Once you master the easy technique, you’ll want to deglaze everything in sight.
Deglaze the pan when you make any kind of roast, from little Cornish hens to a big juicy roast beef.
Or think small, deglazing saute pans too (again, those that aren’t nonstick are best). Saute a pork chop or a piece of fish, and deglaze the pan with a little white wine, and maybe a touch of stock.
For fish, add a squeeze of lemon, maybe some parsley or capers. Saute a lamb chop or a steak, and deglaze with red wine. The possibilities are endless. For Thanksgiving, you might want to pull out all the stops: Deglaze the turkey roasting pan with Cognac or brandy for a sauce that’s utterly luxurious. Cook it down till it’s almost gone, then add a veal demi-glace -- the secret weapon -- and strain. Whisk in some some bits of chilled butter -- go ahead; it’s Thanksgiving! -- making sure the butter’s really cold, and that the sauce doesn’t boil, so the butter doesn’t “break.” You can do it off heat, to be safe, then put it back on the heat as necessary. Velvety, rich and amazingly flavorful, the sauce will be worthy of crowning the turkey you so lovingly prepared. Or, you can use it to rescue a bird that someone else cooked, maybe not so lovingly. This sauce would make cardboard taste good.

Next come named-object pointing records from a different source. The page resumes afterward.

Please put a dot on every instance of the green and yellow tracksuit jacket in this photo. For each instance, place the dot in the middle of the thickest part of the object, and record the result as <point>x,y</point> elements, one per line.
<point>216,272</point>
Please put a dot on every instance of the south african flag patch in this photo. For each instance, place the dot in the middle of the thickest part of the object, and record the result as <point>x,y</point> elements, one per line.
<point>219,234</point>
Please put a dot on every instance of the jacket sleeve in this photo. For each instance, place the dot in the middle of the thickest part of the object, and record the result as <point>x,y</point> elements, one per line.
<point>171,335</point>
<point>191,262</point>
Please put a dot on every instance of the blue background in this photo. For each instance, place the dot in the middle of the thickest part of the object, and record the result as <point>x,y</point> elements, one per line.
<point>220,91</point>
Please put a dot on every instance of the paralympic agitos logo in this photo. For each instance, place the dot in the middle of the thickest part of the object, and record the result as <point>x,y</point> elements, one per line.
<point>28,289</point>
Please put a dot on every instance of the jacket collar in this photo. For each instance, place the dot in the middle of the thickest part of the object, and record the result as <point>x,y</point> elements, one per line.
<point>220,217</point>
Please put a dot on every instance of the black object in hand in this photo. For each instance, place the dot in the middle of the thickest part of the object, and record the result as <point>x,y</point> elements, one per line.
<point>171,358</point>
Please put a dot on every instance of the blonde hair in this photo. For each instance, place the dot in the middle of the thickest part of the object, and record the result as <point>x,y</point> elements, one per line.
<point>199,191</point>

The thoughtful Thanksgiving guest travels with Cognac and a pouch of demi-glace, which you can buy at Trader Joe’s, Gelson’s, Bristol Farms or specialty food markets.
Or alternately with a bottle of red wine and a cup of frozen veal stock, available in any serious supermarket.
Then when the panic level in the kitchen ratchets up as the turkey comes out of the oven, and the need to get everything on the table quickly kicks in, you can come to the rescue, gallantly offering to deglaze the pan and whip up a terrific last-minute sauce.
And no one will have to have gravy.
Pour the chicken broth or stock into a saucepan over high heat, bring to a boil and cook until reduced by half, about 45 minutes.
Pour out all the fat in the roasting pan except for about 1 tablespoon. Place the pan on the stove (over 2 burners, if possible) over low heat. Add the shallots and the thyme, sage or rosemary to the pan and sweat the shallots until golden, about 5 minutes.
Turn heat to high, then add the wine. Stir with a wooden spoon, scraping up all the browned bits from the bottom of the pan. Reduce the wine until it’s a little syrupy, about 3 to 4 minutes.
Add the reduced chicken broth and reduce until somewhat thickened. And salt and pepper to taste. If you want to give it a nice sheen and aren’t too concerned about fat, whisk in the optional butter. Stir in the parsley and serve immediately.